[Home]

Summary:ASTERISK-18322: ooh323 , alternate gatekeeper
Reporter:Dmitry Melekhov (slesru)Labels:
Date Opened:2011-08-22 22:59:40Date Closed:
Priority:MinorRegression?
Status:In Progress/In ProgressComponents:Addons/chan_ooh323
Versions:10 Frequency of
Occurrence
Related
Issues:
Environment:Attachments:( 0) ASTERISK-18322-2.patch
( 1) change_gk_on_reload-1.patch
( 2) change_gk_on_reload-1-ast10.patch
( 3) change_gk_on_reload-2.patch
( 4) get_ast_gk.sh
( 5) gk_ha.pl
( 6) set_ast_gk.sh
Description:Hello!

It will be good for me if oooh323 will have alternate gatekeeper support, so if one gatekeeper is down it can register in another one, as many h323 devices do.

Thank you!
Comments:By: Alexander Anikin (may213) 2011-08-25 03:15:26.585-0500

Ok, i'll implement this feature but have one question here:
endpoint must register on both gatekeepers simultaneously or register on second only when primary fail?

By: Dmitry Melekhov (slesru) 2011-09-09 01:16:43.983-0500

Hello!

Sorry for late reply, I were on vacations.
In my configuration secondary (backup) gatekeeper starts only if primary gatekeeper fail.
But when primary gateekeper becomes available again, secondary gatekeeper will be shutted down.
So in my configuration asterisk have to register on secondary gatekeeper if primary fail, but if secondary fail it have to try reregister on primary, etc...

Thank you!


By: Dmitry Melekhov (slesru) 2012-02-16 03:37:25.321-0600

Hello!

Is there any progress on this?

Or I can to at least change gatekeeper manually (really by external script).
Bit if I change it in config file and then do ooh323 reload , ooh323 do not tries to change gatekeeper.
Only way is to module unload chan_ooh323 , module load chan_ooh323.
This is acceptable, but...
Could you, please, change ooh323 reload behaviour? Or I have to open another issue ?

Thank you!



By: Alexander Anikin (may213) 2012-02-18 08:10:57.256-0600

Dmitry,

Ok, I will implement change of GK IP as fist step,
then  full support of many GKs as next step.
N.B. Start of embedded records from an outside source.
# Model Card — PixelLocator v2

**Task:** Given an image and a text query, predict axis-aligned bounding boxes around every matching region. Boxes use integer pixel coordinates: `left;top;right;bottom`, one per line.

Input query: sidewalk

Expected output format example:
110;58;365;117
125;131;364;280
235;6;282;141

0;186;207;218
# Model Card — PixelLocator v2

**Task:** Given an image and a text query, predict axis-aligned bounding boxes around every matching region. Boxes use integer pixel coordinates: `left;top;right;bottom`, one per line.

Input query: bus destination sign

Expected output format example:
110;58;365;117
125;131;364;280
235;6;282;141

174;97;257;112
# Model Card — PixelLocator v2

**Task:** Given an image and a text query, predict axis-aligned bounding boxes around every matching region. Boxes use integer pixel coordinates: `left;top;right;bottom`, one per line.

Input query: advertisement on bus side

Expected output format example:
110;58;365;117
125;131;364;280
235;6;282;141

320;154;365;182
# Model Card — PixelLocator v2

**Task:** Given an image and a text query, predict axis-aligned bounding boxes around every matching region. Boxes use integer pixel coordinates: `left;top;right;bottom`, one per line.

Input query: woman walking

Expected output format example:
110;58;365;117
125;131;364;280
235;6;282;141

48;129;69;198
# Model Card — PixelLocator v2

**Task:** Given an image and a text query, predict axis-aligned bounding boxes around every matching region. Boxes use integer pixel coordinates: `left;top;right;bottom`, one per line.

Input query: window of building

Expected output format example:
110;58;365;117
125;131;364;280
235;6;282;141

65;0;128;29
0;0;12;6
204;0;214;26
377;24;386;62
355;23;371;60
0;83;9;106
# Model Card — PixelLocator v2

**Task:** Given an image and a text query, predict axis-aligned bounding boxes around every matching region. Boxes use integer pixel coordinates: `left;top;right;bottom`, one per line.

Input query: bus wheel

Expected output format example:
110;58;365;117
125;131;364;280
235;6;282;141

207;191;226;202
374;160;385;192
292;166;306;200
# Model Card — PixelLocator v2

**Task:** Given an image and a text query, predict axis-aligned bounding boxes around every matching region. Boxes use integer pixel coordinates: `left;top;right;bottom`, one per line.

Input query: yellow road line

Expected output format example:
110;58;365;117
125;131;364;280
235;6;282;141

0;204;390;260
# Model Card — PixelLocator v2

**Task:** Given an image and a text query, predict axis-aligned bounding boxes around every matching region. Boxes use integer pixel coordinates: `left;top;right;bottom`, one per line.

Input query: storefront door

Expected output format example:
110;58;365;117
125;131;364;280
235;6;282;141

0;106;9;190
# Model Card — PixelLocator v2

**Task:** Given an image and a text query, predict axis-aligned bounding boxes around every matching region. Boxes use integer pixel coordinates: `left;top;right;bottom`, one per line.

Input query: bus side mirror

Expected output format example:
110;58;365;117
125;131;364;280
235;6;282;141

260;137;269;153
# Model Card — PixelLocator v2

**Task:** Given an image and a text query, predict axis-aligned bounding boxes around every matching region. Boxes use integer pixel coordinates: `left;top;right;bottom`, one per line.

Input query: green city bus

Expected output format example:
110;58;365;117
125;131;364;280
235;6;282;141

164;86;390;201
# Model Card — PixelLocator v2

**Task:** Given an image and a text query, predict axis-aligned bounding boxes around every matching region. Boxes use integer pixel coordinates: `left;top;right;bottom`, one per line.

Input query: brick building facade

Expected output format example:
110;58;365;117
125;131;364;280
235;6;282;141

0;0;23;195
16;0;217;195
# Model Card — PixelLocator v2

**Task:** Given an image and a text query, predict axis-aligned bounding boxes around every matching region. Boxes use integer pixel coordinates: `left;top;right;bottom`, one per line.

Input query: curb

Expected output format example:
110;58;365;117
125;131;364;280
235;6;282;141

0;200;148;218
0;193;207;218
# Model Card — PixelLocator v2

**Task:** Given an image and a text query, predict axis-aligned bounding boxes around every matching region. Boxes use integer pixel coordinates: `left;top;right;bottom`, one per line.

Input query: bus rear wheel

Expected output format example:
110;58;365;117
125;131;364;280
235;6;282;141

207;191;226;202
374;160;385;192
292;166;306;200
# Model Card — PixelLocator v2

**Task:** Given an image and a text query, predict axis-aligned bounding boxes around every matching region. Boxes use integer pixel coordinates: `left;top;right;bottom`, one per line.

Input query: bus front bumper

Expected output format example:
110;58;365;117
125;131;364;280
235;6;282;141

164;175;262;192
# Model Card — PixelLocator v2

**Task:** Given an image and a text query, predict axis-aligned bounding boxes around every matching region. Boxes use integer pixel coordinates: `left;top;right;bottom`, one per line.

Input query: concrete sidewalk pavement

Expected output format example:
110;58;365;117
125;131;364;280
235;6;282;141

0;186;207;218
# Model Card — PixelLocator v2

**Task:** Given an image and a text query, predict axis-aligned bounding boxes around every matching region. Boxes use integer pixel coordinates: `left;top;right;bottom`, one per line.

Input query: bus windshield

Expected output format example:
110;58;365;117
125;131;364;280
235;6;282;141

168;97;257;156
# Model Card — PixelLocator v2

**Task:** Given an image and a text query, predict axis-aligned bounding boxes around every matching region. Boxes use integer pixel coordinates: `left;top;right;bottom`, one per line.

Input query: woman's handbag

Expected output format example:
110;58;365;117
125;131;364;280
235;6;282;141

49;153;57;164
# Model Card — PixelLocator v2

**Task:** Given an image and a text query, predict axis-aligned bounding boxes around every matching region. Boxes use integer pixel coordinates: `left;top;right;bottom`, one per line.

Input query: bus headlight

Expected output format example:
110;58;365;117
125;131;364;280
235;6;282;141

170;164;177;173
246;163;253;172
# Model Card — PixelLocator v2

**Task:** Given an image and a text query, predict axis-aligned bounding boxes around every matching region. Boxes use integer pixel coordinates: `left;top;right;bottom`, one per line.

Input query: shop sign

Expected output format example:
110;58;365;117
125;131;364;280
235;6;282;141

By: Alexander Anikin (may213) 2012-02-18 18:28:06.863-0600

Dmitry,
Attached patches (for trunk and asterisk 10) allow change gatekeeper mode or IP on 'ooh323 reload'.
Please test it.


By: Dmitry Melekhov (slesru) 2012-02-19 21:47:05.528-0600

Hello!

Patch works (tested with 10.2rc) , thank you very much!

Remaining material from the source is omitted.